Мантен, хорошо знавший меру человеческой слабости, потрепал ее по руке:
— Ничего… Мы к тому времени почти кончили. Все обошлось хорошо.
Она улыбнулась.
Иетс в первый раз увидел, как она улыбается и как она хороша. Но ему стало не по себе. Столяр и стенографистка воображают себя каким-то правительством… Он вспомнил Рут, которая тоже понимала правительство, как нечто лично ее касающееся, относилась к общественным вопросам с сугубой серьезностью и не имела представления о том, как огромны власть имущие и как ничтожно мала она сама.
Он сказал:
— Я так и не знаю, мадемуазель Тереза, что толкнуло вас на баррикаду.
— Почему вам хочется это знать? — спросил Мантен.
— Меня интересуют люди.
— Интересуют… — Мантен пожал плечами. — Людям надо сочувствовать.
— Я не могу объяснить, — сказала Тереза. — Ничего не могу объяснить из того, что я сегодня делала. Наверно, потому, что все было так неожиданно. В воздухе что-то звучало, как музыка в церкви, на Пасху.
— Да, — сказал Иетс, — это я понимаю. — Ему и правда казалось, что он понимает ее, видит ее глазами, воспринимает ее чувствами; но не потому, что она — «люди». Потому что она — именно эта женщина, с ей одной присущей красотой. Жанна д'Арк.
Мантен сказал:
— Люди, видимо, инстинктом чувствуют, когда наступает решительный час.
Иетс взял со стула свой карабин.
Жанна д'Арк? Чушь. Всего только стенографисточка, потерявшая голову в угаре освобождения. А Мантен — всего только столяр, гордый тем, что командовал баррикадой. А между тем они делали большое дело, даже если оно свелось к тому, чтобы выловить нескольких нацистов. Люди, народ… Они ненавидят бошей и хотят быть правительством, и предприняли что-то для собственного освобождения. Ему до них далеко.
— А теперь, — сказал Мантен, — мы вместе проводим Терезу Лоран домой.
Шел второй час дня, и в кухне отеля «Сен-Клу» было тихо.

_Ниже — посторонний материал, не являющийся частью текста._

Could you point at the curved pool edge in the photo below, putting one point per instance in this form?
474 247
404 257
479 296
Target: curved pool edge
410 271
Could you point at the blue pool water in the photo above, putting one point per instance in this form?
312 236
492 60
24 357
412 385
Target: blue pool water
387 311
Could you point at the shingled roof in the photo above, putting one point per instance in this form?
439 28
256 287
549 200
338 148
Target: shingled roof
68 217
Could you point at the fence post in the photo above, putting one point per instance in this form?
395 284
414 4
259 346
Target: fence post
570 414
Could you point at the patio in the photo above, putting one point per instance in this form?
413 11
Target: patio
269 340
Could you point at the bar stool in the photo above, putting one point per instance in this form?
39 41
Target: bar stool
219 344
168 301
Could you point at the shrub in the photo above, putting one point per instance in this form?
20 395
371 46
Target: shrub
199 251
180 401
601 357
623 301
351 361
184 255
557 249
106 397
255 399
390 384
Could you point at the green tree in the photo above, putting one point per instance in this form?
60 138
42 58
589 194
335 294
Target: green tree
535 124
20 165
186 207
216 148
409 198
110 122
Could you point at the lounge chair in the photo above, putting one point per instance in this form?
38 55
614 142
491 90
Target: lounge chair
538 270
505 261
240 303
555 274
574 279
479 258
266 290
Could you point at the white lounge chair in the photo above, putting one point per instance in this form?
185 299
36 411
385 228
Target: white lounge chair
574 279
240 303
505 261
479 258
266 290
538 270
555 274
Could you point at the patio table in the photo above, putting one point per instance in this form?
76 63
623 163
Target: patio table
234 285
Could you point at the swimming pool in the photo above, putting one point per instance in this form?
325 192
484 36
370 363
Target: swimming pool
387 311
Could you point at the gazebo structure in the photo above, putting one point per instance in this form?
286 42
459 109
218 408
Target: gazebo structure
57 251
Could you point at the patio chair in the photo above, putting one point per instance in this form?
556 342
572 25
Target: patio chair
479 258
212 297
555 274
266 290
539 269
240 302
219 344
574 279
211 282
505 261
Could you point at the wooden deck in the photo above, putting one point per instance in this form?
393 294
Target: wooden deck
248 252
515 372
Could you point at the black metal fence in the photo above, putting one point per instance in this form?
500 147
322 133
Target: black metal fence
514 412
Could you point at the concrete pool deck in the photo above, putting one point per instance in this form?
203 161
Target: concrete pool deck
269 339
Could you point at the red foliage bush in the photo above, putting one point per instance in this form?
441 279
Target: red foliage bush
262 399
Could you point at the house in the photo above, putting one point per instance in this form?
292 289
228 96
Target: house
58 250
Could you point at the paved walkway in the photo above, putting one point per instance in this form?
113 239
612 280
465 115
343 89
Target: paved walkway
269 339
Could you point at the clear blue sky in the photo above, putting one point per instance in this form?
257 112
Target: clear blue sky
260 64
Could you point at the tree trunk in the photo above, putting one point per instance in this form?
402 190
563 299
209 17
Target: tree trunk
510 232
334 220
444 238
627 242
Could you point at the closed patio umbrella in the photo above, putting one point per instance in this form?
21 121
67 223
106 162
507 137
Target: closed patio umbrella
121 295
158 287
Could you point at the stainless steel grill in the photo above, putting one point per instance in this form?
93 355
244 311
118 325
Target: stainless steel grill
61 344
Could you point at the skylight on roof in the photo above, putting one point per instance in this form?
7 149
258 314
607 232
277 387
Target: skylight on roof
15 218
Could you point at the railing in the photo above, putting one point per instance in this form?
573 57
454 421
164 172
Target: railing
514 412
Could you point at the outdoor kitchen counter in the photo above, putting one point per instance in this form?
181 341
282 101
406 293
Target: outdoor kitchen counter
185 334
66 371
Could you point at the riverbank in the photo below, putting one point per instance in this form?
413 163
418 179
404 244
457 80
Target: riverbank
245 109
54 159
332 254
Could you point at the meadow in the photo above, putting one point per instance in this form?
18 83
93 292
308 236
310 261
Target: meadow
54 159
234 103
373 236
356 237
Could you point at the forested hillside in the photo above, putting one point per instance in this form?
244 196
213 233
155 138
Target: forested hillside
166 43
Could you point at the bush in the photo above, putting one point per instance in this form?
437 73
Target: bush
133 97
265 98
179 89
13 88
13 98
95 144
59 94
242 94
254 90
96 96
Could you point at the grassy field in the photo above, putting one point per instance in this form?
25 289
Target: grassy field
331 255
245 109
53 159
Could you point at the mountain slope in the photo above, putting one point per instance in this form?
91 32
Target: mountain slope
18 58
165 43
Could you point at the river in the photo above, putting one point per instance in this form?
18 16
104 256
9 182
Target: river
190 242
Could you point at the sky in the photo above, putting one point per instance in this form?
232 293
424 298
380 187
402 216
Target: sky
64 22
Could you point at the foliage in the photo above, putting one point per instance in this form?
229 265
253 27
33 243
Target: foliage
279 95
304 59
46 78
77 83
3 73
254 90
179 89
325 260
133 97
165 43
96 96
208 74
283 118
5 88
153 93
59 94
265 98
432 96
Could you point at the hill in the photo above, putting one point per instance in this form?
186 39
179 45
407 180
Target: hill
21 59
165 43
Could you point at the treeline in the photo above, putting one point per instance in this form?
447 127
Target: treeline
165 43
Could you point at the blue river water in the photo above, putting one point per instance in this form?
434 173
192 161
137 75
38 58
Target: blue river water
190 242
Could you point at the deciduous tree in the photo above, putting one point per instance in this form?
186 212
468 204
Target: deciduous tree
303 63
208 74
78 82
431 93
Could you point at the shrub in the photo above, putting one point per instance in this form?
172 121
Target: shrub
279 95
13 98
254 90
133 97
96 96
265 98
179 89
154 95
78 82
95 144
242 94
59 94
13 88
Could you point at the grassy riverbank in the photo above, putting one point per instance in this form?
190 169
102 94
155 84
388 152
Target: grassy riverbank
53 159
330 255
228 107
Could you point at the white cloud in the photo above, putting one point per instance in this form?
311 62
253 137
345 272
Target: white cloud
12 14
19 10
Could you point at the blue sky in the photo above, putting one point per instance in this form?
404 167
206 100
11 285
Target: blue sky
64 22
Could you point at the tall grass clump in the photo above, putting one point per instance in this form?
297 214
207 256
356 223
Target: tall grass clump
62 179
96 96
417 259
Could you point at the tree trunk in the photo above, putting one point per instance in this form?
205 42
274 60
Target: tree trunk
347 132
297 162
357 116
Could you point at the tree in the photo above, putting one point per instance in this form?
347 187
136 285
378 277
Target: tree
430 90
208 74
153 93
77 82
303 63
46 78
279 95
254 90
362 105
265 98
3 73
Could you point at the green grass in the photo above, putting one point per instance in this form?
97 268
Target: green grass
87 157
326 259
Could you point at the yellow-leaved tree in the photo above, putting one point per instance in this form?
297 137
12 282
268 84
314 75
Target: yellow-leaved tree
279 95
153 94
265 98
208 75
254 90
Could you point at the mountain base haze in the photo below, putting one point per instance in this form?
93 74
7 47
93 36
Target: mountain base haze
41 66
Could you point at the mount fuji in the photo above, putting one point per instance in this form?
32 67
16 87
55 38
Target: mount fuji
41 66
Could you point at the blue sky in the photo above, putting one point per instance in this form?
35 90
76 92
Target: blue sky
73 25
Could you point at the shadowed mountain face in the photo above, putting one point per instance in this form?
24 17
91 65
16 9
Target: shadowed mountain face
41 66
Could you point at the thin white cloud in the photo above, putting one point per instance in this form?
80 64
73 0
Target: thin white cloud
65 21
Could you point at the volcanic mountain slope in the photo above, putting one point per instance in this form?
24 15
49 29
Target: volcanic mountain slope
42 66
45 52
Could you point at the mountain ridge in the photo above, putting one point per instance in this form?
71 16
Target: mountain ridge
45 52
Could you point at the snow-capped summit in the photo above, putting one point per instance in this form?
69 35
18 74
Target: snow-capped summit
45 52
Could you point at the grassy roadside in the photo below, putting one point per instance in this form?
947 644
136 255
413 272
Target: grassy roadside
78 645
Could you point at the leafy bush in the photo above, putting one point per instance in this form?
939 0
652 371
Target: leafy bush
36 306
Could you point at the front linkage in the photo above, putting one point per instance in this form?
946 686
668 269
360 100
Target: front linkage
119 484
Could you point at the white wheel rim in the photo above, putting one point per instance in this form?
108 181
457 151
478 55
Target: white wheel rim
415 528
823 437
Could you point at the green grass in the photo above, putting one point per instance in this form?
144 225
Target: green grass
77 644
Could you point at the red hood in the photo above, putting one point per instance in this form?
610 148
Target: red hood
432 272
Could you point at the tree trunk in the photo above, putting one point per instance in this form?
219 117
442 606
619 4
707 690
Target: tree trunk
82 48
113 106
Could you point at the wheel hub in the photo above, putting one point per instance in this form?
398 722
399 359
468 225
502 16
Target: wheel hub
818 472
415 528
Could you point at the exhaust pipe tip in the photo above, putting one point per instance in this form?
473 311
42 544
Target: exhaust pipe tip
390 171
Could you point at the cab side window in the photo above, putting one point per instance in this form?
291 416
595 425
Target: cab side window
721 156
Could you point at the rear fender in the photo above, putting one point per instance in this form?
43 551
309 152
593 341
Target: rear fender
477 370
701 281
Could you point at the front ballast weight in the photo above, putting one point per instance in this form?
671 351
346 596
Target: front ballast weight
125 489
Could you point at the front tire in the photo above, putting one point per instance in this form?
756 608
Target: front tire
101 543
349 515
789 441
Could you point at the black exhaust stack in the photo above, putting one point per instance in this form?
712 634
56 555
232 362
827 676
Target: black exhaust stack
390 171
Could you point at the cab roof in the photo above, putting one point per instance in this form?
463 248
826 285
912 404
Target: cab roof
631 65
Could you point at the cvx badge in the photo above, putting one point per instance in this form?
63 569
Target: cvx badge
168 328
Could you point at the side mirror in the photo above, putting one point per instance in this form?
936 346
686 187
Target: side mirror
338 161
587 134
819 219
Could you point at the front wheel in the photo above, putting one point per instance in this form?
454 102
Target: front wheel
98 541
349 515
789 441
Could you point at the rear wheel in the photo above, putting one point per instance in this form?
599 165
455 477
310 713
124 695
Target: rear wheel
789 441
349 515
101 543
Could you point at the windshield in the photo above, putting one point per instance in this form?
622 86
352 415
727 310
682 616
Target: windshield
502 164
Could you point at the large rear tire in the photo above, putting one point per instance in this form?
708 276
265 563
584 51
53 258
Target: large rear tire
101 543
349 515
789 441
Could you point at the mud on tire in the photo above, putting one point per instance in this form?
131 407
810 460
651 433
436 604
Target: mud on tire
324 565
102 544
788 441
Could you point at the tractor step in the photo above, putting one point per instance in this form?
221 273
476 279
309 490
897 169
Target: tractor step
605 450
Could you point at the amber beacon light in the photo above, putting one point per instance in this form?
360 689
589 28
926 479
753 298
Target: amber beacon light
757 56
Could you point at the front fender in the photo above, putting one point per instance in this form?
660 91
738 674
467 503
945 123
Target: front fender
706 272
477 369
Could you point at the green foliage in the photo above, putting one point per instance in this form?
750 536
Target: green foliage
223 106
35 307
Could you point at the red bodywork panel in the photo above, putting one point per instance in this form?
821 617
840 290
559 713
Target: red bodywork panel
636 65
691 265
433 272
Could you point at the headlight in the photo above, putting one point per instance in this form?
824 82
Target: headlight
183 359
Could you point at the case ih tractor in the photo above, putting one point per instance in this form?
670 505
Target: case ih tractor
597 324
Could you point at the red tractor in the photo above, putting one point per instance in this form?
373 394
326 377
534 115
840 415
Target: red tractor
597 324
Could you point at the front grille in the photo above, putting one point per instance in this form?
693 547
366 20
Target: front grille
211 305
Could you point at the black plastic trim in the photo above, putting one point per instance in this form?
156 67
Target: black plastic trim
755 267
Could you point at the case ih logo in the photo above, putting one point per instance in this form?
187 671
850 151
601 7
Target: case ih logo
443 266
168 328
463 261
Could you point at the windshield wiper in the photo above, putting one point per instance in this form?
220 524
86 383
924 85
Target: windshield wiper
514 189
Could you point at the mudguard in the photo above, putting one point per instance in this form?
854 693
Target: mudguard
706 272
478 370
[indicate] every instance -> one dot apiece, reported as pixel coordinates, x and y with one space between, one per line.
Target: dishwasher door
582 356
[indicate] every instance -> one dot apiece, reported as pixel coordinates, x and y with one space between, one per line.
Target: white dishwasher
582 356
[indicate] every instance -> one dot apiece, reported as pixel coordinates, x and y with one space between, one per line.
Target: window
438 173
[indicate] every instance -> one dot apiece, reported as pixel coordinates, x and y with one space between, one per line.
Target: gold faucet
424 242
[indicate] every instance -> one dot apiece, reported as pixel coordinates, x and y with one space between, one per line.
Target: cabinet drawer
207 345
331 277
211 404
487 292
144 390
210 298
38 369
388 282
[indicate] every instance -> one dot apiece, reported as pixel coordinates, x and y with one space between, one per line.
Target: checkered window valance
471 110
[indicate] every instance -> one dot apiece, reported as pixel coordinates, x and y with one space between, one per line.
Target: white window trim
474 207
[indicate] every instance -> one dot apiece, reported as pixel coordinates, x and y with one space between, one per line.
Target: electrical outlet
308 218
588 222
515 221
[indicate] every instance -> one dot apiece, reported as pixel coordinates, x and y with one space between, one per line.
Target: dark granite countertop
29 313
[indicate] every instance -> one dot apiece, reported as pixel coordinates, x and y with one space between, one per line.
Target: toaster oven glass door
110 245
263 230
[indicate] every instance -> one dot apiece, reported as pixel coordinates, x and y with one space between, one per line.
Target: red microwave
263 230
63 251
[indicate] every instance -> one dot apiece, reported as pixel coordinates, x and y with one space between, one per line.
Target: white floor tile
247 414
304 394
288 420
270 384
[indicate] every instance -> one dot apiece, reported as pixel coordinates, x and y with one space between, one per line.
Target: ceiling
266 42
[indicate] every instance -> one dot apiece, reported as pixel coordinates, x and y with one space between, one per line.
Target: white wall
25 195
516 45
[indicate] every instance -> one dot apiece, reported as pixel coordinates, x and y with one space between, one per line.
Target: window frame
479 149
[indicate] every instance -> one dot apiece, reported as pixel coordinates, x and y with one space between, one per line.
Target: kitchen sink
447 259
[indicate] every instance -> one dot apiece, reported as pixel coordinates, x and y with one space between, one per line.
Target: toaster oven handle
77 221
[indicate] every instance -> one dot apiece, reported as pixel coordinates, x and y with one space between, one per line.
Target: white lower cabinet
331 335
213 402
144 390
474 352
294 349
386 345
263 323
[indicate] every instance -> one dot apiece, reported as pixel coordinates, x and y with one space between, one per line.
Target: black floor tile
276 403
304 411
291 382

Сержант Дондоло сидел за чисто вымытым столом для резки мяса, машинально проводя пальцами по бороздкам, которые оставили в мягком дереве ножи бесчисленных поваров. Он читал старый номер юмористического журнала, забытый кем-то в кухне. Дондоло застрял посреди очередной истории про Дика Трэси; он полистал затрепанную книжку и обнаружил, что самых интересных страниц не хватает.
Дондоло с досадой бросил книжку на стол. Сплошные неприятности в этом паршивом отеле, где отдел обосновался наконец после того, как несколько раз переезжал с места на место. Он поднял голову. За окнами, забранными решеткой, двигалось множество ног. Человек десять стариков и старух толпились вокруг помоек, выбирая из них остатки еды, выкинутой солдатами. Каждый день они приходили и копались в отбросах, пока их не прогоняла военная полиция.
Несчастные люди, снисходительно подумал Дондоло. В отеле вечно ворчат, что еда нехороша, — не ценят того, что имеют. Раз у них остается, что выбрасывать на помойку французам, — значит, сыты. Попробуй капитан Люмис еще раз сказать, что людей плохо кормят, он просто покажет ему, что творится у помойки. На Люмиса такие вещи действуют. На ближайшем сборе он разнесет солдат за вечные жалобы, и тогда Дондоло оставят в покое.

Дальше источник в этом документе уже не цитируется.